The earth continued to rattle and groan as the human and insect armies fought aboveground. Another explosion on the surface throttled the chamber and shook loose a hunk of earth that crashed to the ground. The Queen had driven the humans mad with fear by then. An animal forced into a corner posed a threat, but a human faced with extinction was unpredictable and savage, positively devolved.

All around her, the Queen’s daughters continued their work of licking her swollen abdomen, clearing it of debris and pathogens as it pulsated and squeezed out new eggs. If this entire chamber collapsed, if all her chambermaids had their heads chopped off, they would continue licking until their brains finally shut down from a lack of blood and oxygen. Their devotion was absolute.

A procession of oversized workers carried in their jaws the swollen, nearly transparent larvae of the Alpha soldiers, the ones bred to be larger than a human. They could snap a man in half, tip over a tank, endure countless projectiles from the humans’ guns and cannons. After these super-soldiers hatched, the Queen carried out her ancient task of holding each one, touching antennae with it, and imparting some — but of course not all — of her immense knowledge. Enough for them to fulfill their duty. They could not handle much more than that. Her daughters could only follow her orders, not analyze and agonize over them like she could.

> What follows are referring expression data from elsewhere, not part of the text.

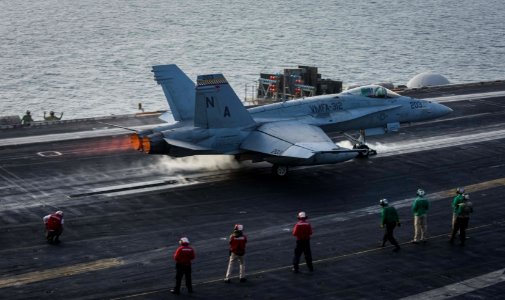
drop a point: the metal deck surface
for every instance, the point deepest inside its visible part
(124, 212)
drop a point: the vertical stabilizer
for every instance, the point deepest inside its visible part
(179, 90)
(217, 105)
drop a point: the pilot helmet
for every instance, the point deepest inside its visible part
(383, 202)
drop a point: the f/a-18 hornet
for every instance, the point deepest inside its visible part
(209, 118)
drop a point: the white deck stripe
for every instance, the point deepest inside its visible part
(462, 287)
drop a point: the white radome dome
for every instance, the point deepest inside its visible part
(427, 79)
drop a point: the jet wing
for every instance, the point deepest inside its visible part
(352, 114)
(186, 145)
(289, 139)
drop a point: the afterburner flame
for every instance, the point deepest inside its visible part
(146, 144)
(135, 141)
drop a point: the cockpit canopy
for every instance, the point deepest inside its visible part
(372, 91)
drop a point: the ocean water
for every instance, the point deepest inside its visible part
(93, 58)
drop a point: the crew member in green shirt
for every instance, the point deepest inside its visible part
(455, 202)
(420, 207)
(463, 212)
(389, 218)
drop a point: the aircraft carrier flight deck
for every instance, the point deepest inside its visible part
(125, 212)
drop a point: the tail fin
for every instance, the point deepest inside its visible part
(217, 105)
(179, 91)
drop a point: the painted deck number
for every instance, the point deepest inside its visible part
(49, 153)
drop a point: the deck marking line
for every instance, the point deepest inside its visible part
(59, 272)
(462, 287)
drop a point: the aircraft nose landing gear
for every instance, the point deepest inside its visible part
(280, 170)
(366, 150)
(359, 143)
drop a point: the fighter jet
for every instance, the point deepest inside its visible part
(209, 118)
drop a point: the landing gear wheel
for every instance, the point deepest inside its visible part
(280, 170)
(365, 152)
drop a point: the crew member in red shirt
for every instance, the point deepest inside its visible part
(183, 257)
(54, 226)
(237, 251)
(302, 231)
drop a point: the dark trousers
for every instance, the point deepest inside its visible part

What to offer the new soldiers on this particular day posed a challenge. The Colony was so close to victory over the humans, yet they could lose it all so quickly. Her own mother, the so-called Misfit Queen, had been forced to make the same decision many years earlier. And the Misfit chose to give Hymenoptera everything. It was both the source of Hymenoptera’s greatness and the root of her misery. While she hated this gift, the Colony would have failed, and the humans would have won long ago, had she not accepted it.

The Queen delivered to each of the Alphas that day a summary of the war and the Colony’s history, going back to her grandmother, the Lost Queen, the one whose failure had triggered the conflict with humanity. That foolish monarch had ruled thousands of years earlier. Unchallenged, controlling vast stretches of the earth and its underground, the Lost Queen thought herself the planet’s rightful ruler. Hers was the species best suited for leadership: unhindered by sentimentality, fear, or a misguided belief that this world had been created solely for them.